U.S. federal health agencies on Tuesday recommended pausing the use of Johnson & Johnson’s coronavirus vaccine. The announcement came after six women under 50 developed rare blood clots. Hence, the world is now dealing with a fresh setback to efforts to stop the epidemic.
Moreover, the move comes a week after European regulators announced they had found a possible link between AstraZeneca’s coronavirus vaccine and a similar rare blood clotting problem that caused a small number of deaths.
Furthermore, Johnson & Johnson’s single-dose vaccine and AstraZeneca’s low-cost vaccine are vital tools in the fight against a pandemic that has claimed over three million lives.

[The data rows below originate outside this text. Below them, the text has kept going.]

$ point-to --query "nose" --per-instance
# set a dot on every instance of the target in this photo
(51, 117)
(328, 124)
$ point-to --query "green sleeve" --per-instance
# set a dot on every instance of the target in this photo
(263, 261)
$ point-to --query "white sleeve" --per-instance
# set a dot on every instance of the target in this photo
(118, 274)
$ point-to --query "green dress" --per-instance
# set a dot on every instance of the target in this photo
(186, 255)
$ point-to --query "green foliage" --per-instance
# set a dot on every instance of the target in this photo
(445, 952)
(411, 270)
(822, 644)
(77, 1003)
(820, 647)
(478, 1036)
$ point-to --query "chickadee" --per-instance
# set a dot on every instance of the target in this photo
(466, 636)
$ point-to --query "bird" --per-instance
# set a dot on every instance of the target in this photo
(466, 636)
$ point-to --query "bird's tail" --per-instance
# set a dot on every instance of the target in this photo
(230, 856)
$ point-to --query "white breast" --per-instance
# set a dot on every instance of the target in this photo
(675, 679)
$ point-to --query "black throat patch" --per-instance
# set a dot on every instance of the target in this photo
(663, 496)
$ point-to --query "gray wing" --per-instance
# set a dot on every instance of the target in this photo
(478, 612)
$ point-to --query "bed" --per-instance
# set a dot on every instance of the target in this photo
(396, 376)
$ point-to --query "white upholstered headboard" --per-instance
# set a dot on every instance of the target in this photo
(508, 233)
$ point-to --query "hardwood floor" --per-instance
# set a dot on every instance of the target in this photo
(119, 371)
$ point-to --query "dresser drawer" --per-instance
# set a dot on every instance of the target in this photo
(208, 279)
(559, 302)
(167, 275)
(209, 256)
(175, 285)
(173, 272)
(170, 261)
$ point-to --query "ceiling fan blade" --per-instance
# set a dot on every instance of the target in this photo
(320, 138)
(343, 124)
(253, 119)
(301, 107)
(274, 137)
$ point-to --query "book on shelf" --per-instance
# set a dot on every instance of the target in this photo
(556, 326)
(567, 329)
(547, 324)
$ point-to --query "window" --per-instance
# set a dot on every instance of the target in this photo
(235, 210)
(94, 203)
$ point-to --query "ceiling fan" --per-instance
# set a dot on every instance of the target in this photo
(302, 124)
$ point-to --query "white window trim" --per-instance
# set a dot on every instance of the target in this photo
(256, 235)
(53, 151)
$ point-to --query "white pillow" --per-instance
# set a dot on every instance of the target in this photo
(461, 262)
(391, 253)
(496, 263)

As of April 12, over 6.8 million shots of the J&J vaccine had been administered in the United States, compared with over 180 million doses combined of the Moderna and Pfizer/BioNTech vaccines.
An advisory committee to the U.S. Centers for Disease Control and Prevention (CDC) will meet on Wednesday to review the cases. Moreover, the U.S. Food and Drug Administration (FDA) will review the analysis.
All six cases involved women between the ages of 18 and 48. The symptoms occurred six to 13 days after injection.
Analysts Say It’s Not Something to Panic About
In the cases, the type of blood clot was cerebral venous sinus thrombosis (CVST). It was in combination with low blood platelet levels.
According to CDC and FDA, adverse events are extremely rare.
According to an infectious disease expert, Dr. Amesh Adalja, 6 cases with nearly 7 million doses is not something to panic about. Vaccine blood clot chances are lower than the risk of clots with oral contraceptives.
Moreover, Johnson & Johnson announced it was working closely with regulators and noted no clear causal relationship had been established among the cases and the coronavirus vaccine made by its Janssen unit.
The U.S. move comes less than a week after Europe’s drugs regulator announced it was reviewing rare blood clots in four people in America who had taken the J&J vaccine.